As his clothing label was launched only two years ago, the fashion industry loves to refer to Adusei as an “emerging young talent” who dresses stars like Beyoncé and Lori Harvey. And while these details might appear impressive given the tender age of his namesake label, Adusei’s rise to fame has been many years in the making. He has quietly designed for well over a decade, consolidating his technically adept background in tailoring and appreciation for Africa’s deep history in ready-to-wear and couture pieces for his label, Ćharlotte Privé in Ghana (founded in 2011 in honor of his mother), long before Hollywood even took notice. 

The company’s success grew into a thriving enterprise, where Adusei owned his own garment manufacturing plant and retail stores, but when the COVID-19 pandemic forced the closing of his businesses in Ghana, he struggled to establish his namesake clothing label. Ever determined, Adusei landed on the West Coast in 2019 and carved out space in the Los Angeles fashion market, where he continued to make timeless garments, including those featured in his self-hosted Resort 2022 runway collection, one year later in downtown L.A. The exhibition honed in on his signature minimal, free-spirited, edgy aesthetic—the set decor infused with design elements of the Larabanga Mosque, one of the oldest mosques in Ghana.

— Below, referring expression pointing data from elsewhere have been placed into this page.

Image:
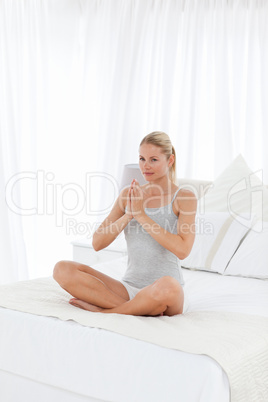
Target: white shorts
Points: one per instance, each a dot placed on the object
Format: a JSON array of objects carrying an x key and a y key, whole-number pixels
[{"x": 132, "y": 291}]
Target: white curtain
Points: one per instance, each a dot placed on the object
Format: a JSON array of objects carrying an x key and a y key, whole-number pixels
[{"x": 82, "y": 81}]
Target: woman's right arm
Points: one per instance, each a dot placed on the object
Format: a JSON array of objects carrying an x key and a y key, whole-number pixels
[{"x": 115, "y": 222}]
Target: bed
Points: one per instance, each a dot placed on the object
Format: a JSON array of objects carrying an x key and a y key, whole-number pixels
[{"x": 216, "y": 351}]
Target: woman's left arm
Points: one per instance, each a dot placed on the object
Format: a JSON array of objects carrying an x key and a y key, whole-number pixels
[{"x": 181, "y": 243}]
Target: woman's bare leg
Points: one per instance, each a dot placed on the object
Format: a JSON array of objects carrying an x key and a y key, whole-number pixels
[
  {"x": 164, "y": 296},
  {"x": 89, "y": 285}
]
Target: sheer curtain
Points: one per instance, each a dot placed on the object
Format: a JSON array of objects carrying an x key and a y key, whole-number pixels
[{"x": 82, "y": 81}]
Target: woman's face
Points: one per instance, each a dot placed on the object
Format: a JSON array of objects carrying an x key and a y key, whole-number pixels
[{"x": 153, "y": 163}]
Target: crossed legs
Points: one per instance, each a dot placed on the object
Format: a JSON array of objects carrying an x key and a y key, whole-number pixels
[{"x": 95, "y": 291}]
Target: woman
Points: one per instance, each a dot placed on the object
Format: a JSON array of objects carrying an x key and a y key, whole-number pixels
[{"x": 158, "y": 220}]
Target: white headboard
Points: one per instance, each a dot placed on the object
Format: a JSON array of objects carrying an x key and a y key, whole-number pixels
[{"x": 198, "y": 187}]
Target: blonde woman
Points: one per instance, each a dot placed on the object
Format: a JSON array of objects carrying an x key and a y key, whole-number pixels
[{"x": 158, "y": 220}]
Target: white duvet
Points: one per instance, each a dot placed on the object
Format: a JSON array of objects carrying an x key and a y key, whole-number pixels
[{"x": 226, "y": 319}]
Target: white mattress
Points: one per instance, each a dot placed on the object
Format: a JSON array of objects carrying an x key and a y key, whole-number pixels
[{"x": 96, "y": 363}]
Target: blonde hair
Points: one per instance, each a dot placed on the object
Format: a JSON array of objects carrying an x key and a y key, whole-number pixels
[{"x": 162, "y": 140}]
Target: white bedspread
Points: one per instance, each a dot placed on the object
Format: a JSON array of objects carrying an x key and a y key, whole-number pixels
[{"x": 237, "y": 341}]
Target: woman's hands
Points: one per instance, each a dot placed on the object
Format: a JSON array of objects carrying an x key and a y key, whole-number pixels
[{"x": 135, "y": 200}]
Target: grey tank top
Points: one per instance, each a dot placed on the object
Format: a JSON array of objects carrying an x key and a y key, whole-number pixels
[{"x": 147, "y": 259}]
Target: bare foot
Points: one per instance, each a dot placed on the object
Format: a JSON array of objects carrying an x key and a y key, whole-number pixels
[{"x": 84, "y": 305}]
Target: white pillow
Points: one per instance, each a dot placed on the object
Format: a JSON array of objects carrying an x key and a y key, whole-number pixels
[
  {"x": 237, "y": 190},
  {"x": 251, "y": 258},
  {"x": 217, "y": 237}
]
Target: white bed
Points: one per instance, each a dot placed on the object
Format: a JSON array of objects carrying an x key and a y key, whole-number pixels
[{"x": 46, "y": 358}]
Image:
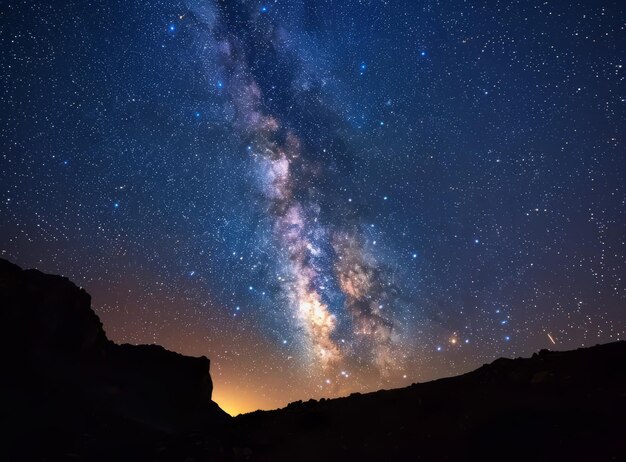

Not long after his Los Angeles debut, celebrity stylists began to take notice and Adusei’s pieces also landed on the bodies of Halle Bailey and Kylie Jenner, but it was Lori Harvey wearing a seductively provocative garment—called the Kabun—that really caused the commotion that went viral on social media, a defining moment in the brand’s growth and success. 

Despite an overly saturated industry, often churning on excess and fast, cheap production, Adusei continues to reimagine what fashion can be while maintaining his mission of producing high-quality, sustainable fashion based on the purest stories of a garment. As he looks toward the future, the Los Angeles-based-Ghanaian designer strives to share a piece of West Africa’s rich history, upholding that wonderful intersection of where a recentering of preconceived notions and human connection continue to meet.

“Community building was a big part of life growing up in Ghana. We were typically raised by five or six people because everyone took care and looked out for one another. Everybody needs a support system, and that doesn’t necessarily mean you have to know these people for a long time.”